第2章
第21話 新しい日々
「カトレア様、今日はチーズケーキを作ってみました」
「あら、美味しそうね」
リナリアに告白orプロポーズして、私とリナリアとの関係は婚約者へと変化した。
それで大きく何かが変わったかと言われると、多少変化はあれど、私のリナリアへの想いは日々増していた。
今日も甲斐甲斐しくお世話をしてくれるリナリアは、手作りのお菓子を振舞ってくれて、その左手の薬指には私の贈った婚約指輪がその存在感を表していた。
それを見れば、リナリアが私の物になったのだと実感出来てニヤけてしまいそうになるけど、凛々しいカトレアさんを今日も私は意識する。
「今日も魔法の研究ですか?」
「ええ、最近は時間が増えて助かったわ」
転生レオン、王太子殿下との婚約解消により、私のスケジュールには多少の余裕が出来たので、その時間をリナリアとの憩いの時間と魔法の研究に当てていた。
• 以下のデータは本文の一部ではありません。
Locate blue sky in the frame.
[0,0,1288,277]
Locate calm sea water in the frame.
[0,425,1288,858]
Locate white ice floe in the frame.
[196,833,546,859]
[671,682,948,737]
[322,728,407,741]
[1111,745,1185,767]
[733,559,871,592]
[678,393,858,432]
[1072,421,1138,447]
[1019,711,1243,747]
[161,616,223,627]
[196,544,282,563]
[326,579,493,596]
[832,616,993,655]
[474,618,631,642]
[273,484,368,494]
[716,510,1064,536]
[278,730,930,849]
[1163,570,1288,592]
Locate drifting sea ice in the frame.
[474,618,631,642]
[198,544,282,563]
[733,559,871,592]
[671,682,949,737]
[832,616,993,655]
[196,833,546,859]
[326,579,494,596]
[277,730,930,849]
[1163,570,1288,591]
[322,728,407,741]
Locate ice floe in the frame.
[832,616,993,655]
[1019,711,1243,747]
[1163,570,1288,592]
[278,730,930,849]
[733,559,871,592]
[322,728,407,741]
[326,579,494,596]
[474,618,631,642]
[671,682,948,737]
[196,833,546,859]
そういえば、さり気なくあのブラコンは王太子の座を弟であるロメリオ殿下に渡して、しかもロメリオ殿下の婚約まで発表していた。
私には決まっていた出来レース、茶番にしか見えなかったけど、私が王太子の婚約者の座を降りてから、水面下でその座を巡る静かな争いもあったみたいだけど、国王陛下の決定に異議を唱えるのは無謀というもの。
その決定に黙る貴族達に、追い打ちをかけるように、ロメリオ殿下の有能さを証明する数々の功績がサラリと公表され、もはやその座は揺るがなさそうであった。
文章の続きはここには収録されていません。